05 November, 2008

By the content of their character

I wrote this for my Livejournal late last night, intending to come up with something more polished this morning. But in the end, I think it was a good post as originally written, so I'm just copying it here.

The tears surprised me. I had been trying so hard all day, not to hope, to prepare myself for going to bed tonight, disappointed, not yet knowing who would win the election, having the outcome precarious.

And then, as I was counting up the tally on the Google election map, they announced it on TV. Obama won. McCain conceded. And I noticed there were tears in my eyes.

I voted for Obama because I believe he will best represent my interests. I voted based on the merits. Intellectually, race didn't matter to me. Obama was the better candidate. Whether he will live up to the promises he has made, whether he will fulfill the hopes that people have piled on top of him, he is still the better candidate to represent me. Intellectually, I was willing to leave it there.

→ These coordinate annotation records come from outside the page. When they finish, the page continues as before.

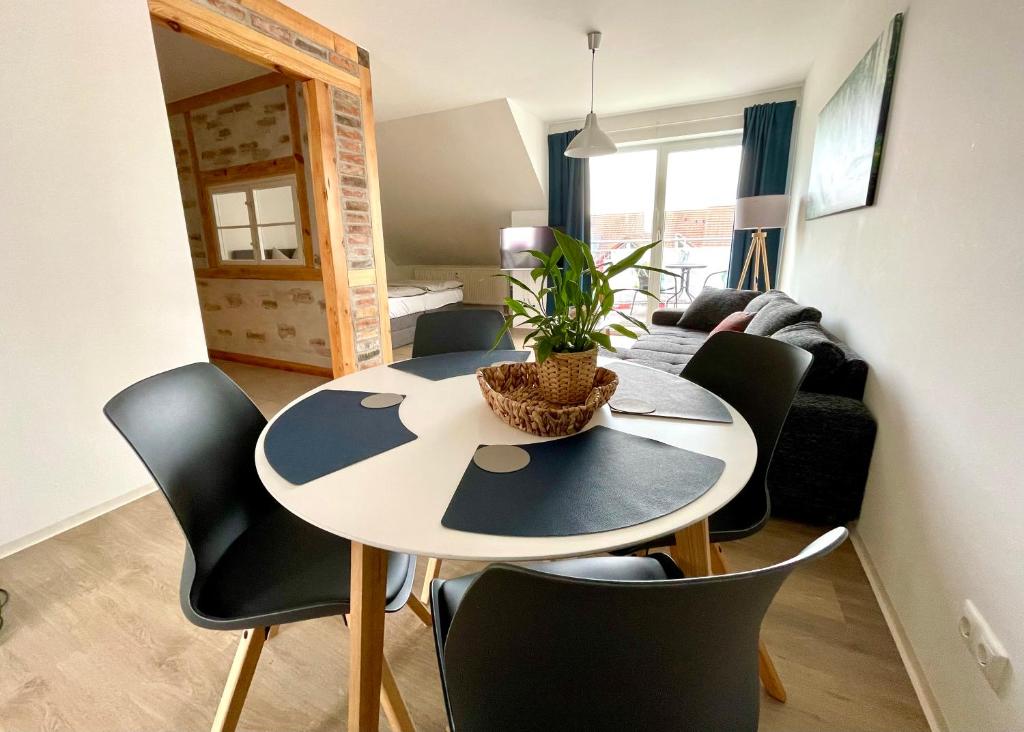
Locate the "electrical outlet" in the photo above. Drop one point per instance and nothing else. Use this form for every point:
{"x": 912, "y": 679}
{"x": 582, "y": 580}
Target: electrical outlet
{"x": 985, "y": 648}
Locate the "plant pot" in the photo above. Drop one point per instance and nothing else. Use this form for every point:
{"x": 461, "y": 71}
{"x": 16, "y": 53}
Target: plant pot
{"x": 567, "y": 378}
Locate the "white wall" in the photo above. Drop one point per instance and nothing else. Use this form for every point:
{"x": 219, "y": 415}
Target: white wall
{"x": 450, "y": 180}
{"x": 97, "y": 290}
{"x": 927, "y": 286}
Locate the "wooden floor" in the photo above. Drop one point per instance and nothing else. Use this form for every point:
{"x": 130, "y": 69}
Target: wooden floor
{"x": 94, "y": 638}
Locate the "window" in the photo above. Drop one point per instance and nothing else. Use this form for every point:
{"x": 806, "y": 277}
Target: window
{"x": 258, "y": 221}
{"x": 682, "y": 192}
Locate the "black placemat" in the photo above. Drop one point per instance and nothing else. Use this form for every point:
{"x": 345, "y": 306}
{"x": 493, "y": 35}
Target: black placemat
{"x": 598, "y": 480}
{"x": 444, "y": 366}
{"x": 670, "y": 395}
{"x": 328, "y": 431}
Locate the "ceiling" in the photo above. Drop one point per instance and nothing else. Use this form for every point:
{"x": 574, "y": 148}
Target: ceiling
{"x": 188, "y": 68}
{"x": 428, "y": 56}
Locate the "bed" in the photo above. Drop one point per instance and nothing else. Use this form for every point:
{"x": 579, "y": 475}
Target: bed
{"x": 409, "y": 299}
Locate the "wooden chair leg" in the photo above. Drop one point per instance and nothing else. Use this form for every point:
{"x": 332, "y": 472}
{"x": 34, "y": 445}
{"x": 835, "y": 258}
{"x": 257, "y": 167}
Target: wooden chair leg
{"x": 239, "y": 679}
{"x": 433, "y": 571}
{"x": 392, "y": 703}
{"x": 421, "y": 610}
{"x": 769, "y": 677}
{"x": 766, "y": 666}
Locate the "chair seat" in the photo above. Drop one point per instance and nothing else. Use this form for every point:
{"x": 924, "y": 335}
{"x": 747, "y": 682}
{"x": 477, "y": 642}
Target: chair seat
{"x": 656, "y": 566}
{"x": 284, "y": 570}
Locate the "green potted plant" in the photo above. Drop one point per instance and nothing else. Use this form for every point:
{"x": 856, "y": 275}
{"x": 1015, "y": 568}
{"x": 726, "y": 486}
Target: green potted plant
{"x": 565, "y": 340}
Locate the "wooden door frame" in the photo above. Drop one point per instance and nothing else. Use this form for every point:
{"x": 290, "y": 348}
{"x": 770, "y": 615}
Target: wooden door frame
{"x": 346, "y": 68}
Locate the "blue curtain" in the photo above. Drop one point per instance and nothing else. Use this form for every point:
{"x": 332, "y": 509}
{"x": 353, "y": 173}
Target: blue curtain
{"x": 764, "y": 166}
{"x": 568, "y": 190}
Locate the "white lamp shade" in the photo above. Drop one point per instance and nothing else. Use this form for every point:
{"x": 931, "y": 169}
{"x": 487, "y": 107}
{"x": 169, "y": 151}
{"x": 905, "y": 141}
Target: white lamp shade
{"x": 591, "y": 141}
{"x": 761, "y": 212}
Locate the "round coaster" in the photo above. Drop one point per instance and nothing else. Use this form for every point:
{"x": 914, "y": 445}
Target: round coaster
{"x": 632, "y": 406}
{"x": 501, "y": 458}
{"x": 381, "y": 401}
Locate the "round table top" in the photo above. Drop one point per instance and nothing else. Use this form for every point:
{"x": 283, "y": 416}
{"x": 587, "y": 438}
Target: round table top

But when they announced that Obama won, I noticed I was crying. And the thought that kept running through my head was, "This is someone who is like me. Someone who looks like me. Someone who had some similar experiences. Someone like me is going to be the PRESIDENT OF THE UNITED STATES."

I am still just... awestruck.

The cynical part of my brain keeps analyzing the speeches, keeps aloof, looking at the ways that news reports fall back on a series of cliches; I look at the representations of supporters on each side--white, downcast supporters of McCain; jubilant or crying multiracial supporters of Obama. I analyze, I criticize.

But inside, I feel like my heart has filled up with wonder. That this moment should occur, that I am writing about it right now, tonight... it's amazing to me. There is a level that cynicism and intellectualization can't conquer. Today, November 4th, 2008, a majority of the United States elected someone like me to be president. And I think about all of the little children who will spend the next four--or eight--years with someone who looks like them in the White House. Who will have this example in front of them, as they imagine the possibilities in their lives.

It's a spiritual moment for me as well, and I just want to say "Thank you" to the powers that made this possible.